Is Remington’s $33 Million Offer Enough to End Sandy Hook Massacre Case?
Lawyers for families of those killed in the mass shooting say they are moving “full-steam ahead” after the company did not allow for full access to its internal documents.
From the outset, legal experts said the case faced long odds, running headfirst into barriers that are built into federal law and protect gun companies from most litigation.
The case, brought by the families of those killed in the massacre at Sandy Hook Elementary School in Connecticut, seeks to hold responsible the companies that made and sold the weapon used in the attack, in part by unearthing documents they hoped would reveal the gun industry’s inner workings.
The families acknowledged the hurdles they faced, but saw the lawsuit as a gamble worth taking.

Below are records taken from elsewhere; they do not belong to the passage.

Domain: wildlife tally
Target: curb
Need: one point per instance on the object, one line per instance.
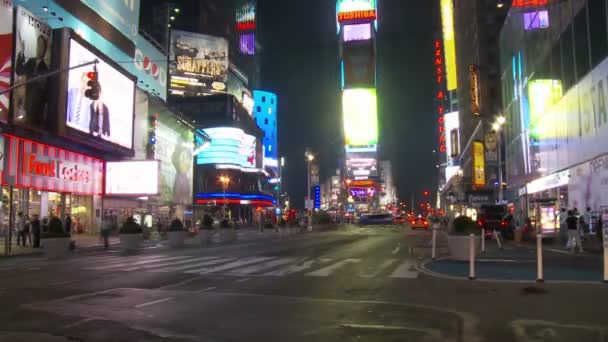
(421, 268)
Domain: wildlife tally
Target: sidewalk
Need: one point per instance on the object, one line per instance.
(518, 263)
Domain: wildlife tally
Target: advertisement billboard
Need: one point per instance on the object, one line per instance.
(359, 65)
(39, 166)
(174, 148)
(122, 14)
(449, 42)
(32, 58)
(133, 178)
(199, 64)
(6, 51)
(360, 115)
(229, 145)
(479, 165)
(110, 118)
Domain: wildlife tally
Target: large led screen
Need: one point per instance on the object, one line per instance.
(360, 116)
(32, 58)
(110, 118)
(229, 145)
(132, 177)
(199, 64)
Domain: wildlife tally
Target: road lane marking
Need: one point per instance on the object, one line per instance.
(231, 265)
(261, 267)
(158, 301)
(380, 269)
(405, 270)
(179, 262)
(326, 271)
(143, 262)
(190, 266)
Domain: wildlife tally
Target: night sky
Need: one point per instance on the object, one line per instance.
(300, 63)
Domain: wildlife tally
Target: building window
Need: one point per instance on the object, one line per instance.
(597, 31)
(581, 44)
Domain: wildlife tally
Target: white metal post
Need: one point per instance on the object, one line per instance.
(472, 256)
(539, 257)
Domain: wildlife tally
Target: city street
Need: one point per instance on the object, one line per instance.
(350, 284)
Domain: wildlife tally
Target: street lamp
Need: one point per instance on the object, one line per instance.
(225, 181)
(309, 158)
(497, 126)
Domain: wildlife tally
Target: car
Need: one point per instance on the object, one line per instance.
(376, 219)
(399, 220)
(419, 223)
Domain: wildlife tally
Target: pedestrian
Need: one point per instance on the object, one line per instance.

Now, after winding through the courts for nearly seven years, the suit has yielded an offer: Remington, which made the AR-15-style Bushmaster that was used in the 2012 attack, has proposed settling with the families for $33 million as a trial date looms.
The company’s offer underscores the viability of the novel strategy the families have adopted to pierce the legal shield that guards gun makers, offering a potential road map to the survivors and relatives of victims involved in other mass shootings.
The Sandy Hook plaintiffs are considering the offer, which includes $3.66 million apiece for each of the nine families who are pursuing the suit. But a lawyer for the families, Joshua D. Koskoff, added that his clients were still moving “full-steam ahead” toward trial.
The families have long said that they want a jury to see the company’s behind-the-scenes communications, including, possibly, those in which they outline plans for marketing the weapon — a central component of the suit.